Each file was uniquely named, the label leading off with the name of the person who had the most to lose if Misha’s information came to light. There were three separate files that started with ‘E-Northman.’
These files had been collected by Misha’s now finally dead second, Carlo. Carlo had discovered the material in the apartment of a woman in Boston. Her name was Sonder and she had been one of Bill Compton’s fuck and feeds. Compton had also made the mistake of telling his little pet about his killing sprees which gave Misha the leverage he needed to blackmail the writer. Compton had proven adept at killing on demand until the pressure caused him to snap. The second Rhodes was the result which only proved to Misha what an imperfect servant Carlo had been.

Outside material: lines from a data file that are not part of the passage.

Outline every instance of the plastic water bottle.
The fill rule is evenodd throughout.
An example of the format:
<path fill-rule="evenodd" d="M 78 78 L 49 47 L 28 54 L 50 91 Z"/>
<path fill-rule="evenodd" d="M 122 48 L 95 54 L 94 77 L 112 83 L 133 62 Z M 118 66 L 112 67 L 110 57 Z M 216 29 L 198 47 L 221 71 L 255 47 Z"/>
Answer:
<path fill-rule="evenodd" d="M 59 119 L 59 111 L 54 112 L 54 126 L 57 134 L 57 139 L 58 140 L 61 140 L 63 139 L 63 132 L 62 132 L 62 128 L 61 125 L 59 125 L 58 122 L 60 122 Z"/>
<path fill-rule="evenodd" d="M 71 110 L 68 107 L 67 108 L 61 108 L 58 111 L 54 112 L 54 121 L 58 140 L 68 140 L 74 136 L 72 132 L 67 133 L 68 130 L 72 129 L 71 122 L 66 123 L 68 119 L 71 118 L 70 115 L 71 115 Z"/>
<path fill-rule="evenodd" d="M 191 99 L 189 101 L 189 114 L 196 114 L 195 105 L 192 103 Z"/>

Still, the letters stacked in Sonder’s apartment were an unexpected bounty. They came from another woman in New Orleans. The cover letter talked about their friendship and common cause. This other woman, Meg, had gone to some trouble to collect information and pictures of the donor pool that existed in the palace in New Orleans. Meg pinpointed the date when the donors disappeared and she had proof that Eric Northman was in the building that night.
Purging pools was a time-honored tradition. There was a time, before Misha was King, that he had participated in purgings. Before things became so costly and privacy so difficult to ensure, it was not uncommon for Sheriffs and even subject vampires to keep donors in their residences. There were basement rooms converted from wine cellars or coal rooms that made perfect holding pens. Some kept their donors in better circumstances, but the practice fell from favor for all but royalty almost a hundred years ago. Since monarchs were expected to entertain and maintain large staffs, donor pools remained a part of their lives, but recently that changed as well.
If Misha tried to pinpoint it, the change came with mainstreaming. Suddenly there was an expectation that there would be more interaction with humans, and not in the hunting and feeding way. Natural instincts were channeled to the pursuit of money instead of blood and pools started to become more liability than luxury. Misha was sure Northman wasn’t the only one to wipe out his pool, but his was the only action that was documented.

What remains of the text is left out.